Depression is one of the most common mental health issues facing older adults, with around 20 percent of adults over 65 reporting being depressed. Additionally, researchers have suggested that older adults with major depression have double the risk of developing dementia compared with those who have never experienced major depression. This makes reducing depression among older adults a major psychological and public health concern.
One thing that research has indicated as a potential protective factor against depression is engagement in religious activity. A recent study examined whether the benefits of religion come from protecting against depression, whether religion is aiding in the recovery from depression, or both. In addition to this, the study also examined which aspects of religion may be having an impact on depression.

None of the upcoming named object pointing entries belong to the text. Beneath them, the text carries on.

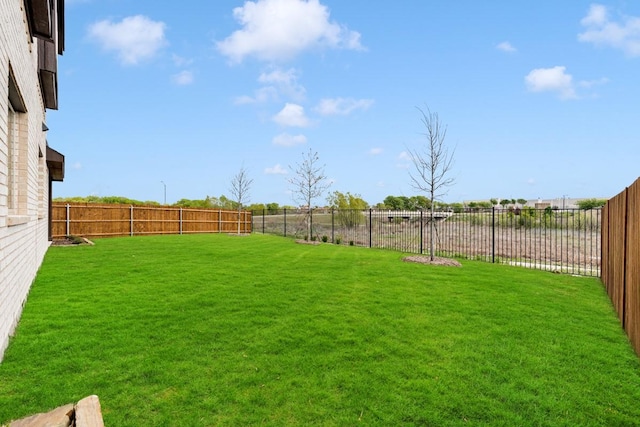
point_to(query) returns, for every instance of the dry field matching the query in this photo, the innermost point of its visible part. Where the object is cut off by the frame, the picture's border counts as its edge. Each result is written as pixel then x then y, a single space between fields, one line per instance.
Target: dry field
pixel 566 241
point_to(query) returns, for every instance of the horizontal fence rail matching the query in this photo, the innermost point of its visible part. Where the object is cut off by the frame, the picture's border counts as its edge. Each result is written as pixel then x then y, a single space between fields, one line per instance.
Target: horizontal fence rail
pixel 563 240
pixel 106 220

This study used data from two waves of the Health and Retirement Study, from 2006 and 2008. The average age of all participants in the study was 68. In order to examine whether religion protects against depression, the authors looked at the 5,740 participants who were not depressed in 2006 to see if religion impacted the likelihood that they would develop depression. In order to see whether religion aided in recovery from depression, the authors looked at the 1,992 study participants who were depressed at the start of the study. All participants were asked a variety of questions about religion in their lives, including their religious affiliation, amount of religious service attendance, importance of religion in their lives, and amount they prayed.
In terms of religion protecting against depression, the only religious factor that was associated with a lower likelihood of nondepressed individuals developing depression was attendance at religious services. However, this association proved to be complicated. Those individuals with the highest levels of religious attendance (once a week or more) had a 35 percent lower likelihood of being depressed two years later, compared to individuals with moderate levels of religious attendance (two to three times a month). The authors suggest that this may be due to the higher level of social interaction and social connectedness that religious service attendance may provide. More surprisingly, the study also found that individuals with low or no religious attendance (less than two times a month) had a 25 percent lower likelihood of depression as well, for reasons that remain unclear. The authors suggest that this finding may be related to the greater likelihood that individuals with low religious service attendance engage in private, non-organized religious or spiritual practices.

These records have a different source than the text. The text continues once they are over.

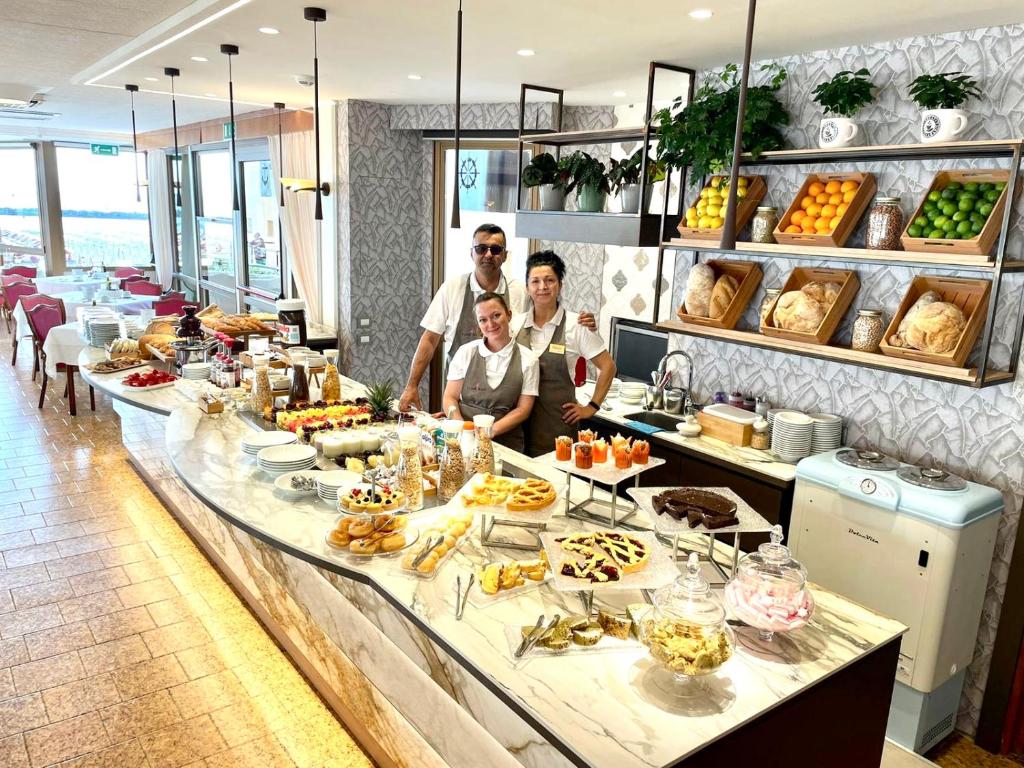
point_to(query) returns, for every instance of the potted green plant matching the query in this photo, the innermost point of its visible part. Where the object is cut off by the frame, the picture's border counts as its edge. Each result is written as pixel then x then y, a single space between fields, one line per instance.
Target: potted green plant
pixel 841 98
pixel 701 133
pixel 624 177
pixel 590 180
pixel 552 176
pixel 940 97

The non-religious factors that appeared to guard against depression were being in good or excellent health and having a high household income. Non-religious factors associated with a higher likelihood of depression two years later were being female, having a chronic condition, having an adverse social event such as divorce or loss of a spouse, having nearby relatives, being in fair or poor health, having other psychological issues, and living alone.
As for the role of religion in the recovery from depression, an analysis of the individuals who were depressed in 2006 showed that two religious variables played a significant role in their depression status two years later. Those depressed participants who were affiliated with the Jewish tradition were twice as likely to remain depressed, for reasons that are not yet clear. One possibility suggested by the authors was that this could be due to the adverse impact of being part of a minority religion, such as the negative experiences associated with anti-Semitism. On the other hand, at follow-up depressed individuals who engaged in private prayer more frequently were less likely to continue to be depressed. Other non-religious factors that were associated with a lower likelihood of remaining depressed two years later were being in excellent health, being widowed, having a higher household income, and living in a nursing home. The non-religious factors that were associated with remaining depressed two years later were having more adverse social events such as divorce or loss of a spouse, living close to relatives, having other psychological issues, and having dealt with a stroke, heart attack, and/or cancer. Again, the reasons for some of these associations (living close to relatives and widowhood in particular) remain unclear at this point.
This research highlights a number of policy and practice implications, such as the importance of ensuring transportation availability and access to places of worship. Furthermore, professionals working with older adults need to be aware of the benefits of religious service attendance and prayer, and to evaluate whether barriers exist for individuals achieving their desired levels of religious participation.